We drew quickly away from the cliffs. Finian pointed out a thumbprint of civilization on the Cliffsend coast, not more than an hour’s walk from the Manor. A tumble of slate-roofed cottages and a crazy-quilt cathedral, all red and yellow stone. “Firth Landing,” he said. “You’ll go there in August for the Harvest Fair.”

“I can’t leave my Cellar,” I said.

“Everyone goes,” said Finian.

But I am not everyone.

“You are stubborn, Corin.” Finian shook his head. “So attached to that Cellar of yours you miss what’s right before your nose. What would be so bad if you gave it up, became a gentleman?”

“Then,” I said, “I’d be in the position of one Finian Hawthorne. Sir Finian Hawthorne.”

“Didn’t I say I’d box your ears if you call me Sir. Retract it now, and you shall be spared grievous bodily harm.” As usual, Finian was half laughing, but this time, no more than half. I felt suddenly sorry for him. It is a peculiar feeling; I do not care for it.

“But I can’t take it back,” I said. “That Sir is attached to your name, and to you. It means that the mistress of Marblehaugh Park may forbid you to do as you like with your life. Sir Edward, too.”

“You are difficult to argue with, Corin, but still I say you shall come to the Harvest Fair.”

“Still I say I will not!”

Finian laughed suddenly. “You are just like your name, stubborn, a stone wall.”
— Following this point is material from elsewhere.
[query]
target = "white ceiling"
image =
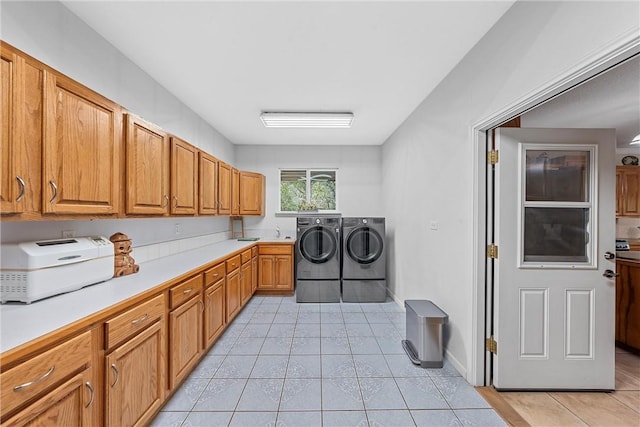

It is true, and not merely by chance. I was named from the scrap of paper found upon me as an infant. Corinna, it said, but gave no second name. Stonewall was given me one long-ago day, in one of those endless foundling homes, when I refused to boil the soiled linens. Why should I — I who wanted so much to learn to read and write? But that privilege was granted only the most promising boys.

The Matron there called me stubborn! and whipped me with a leather strap, and ever after I was known as Corinna Stonewall.

“What are you thinking?” said Finian.

I couldn’t tell him. Finian wouldn’t like the way I avenged myself for that whipping . . . Now Corinna, you must not fall into the trap of caring what Finian likes, or anybody else.

“I have a Conviction for you,” I said at last.

“You first, this time,” said Finian. “I have to know it’s worth a Secret.”

I was silent a long time.

“You can trust me. Fair’s fair. Until now I’ve been giving away my Secrets for free.”

I’d worked out my Conviction, but the words were hard to say. It was too soft for my taste; it wanted backbone. “I sat on the cliffs last night. The tide was low and steam rose from the water.”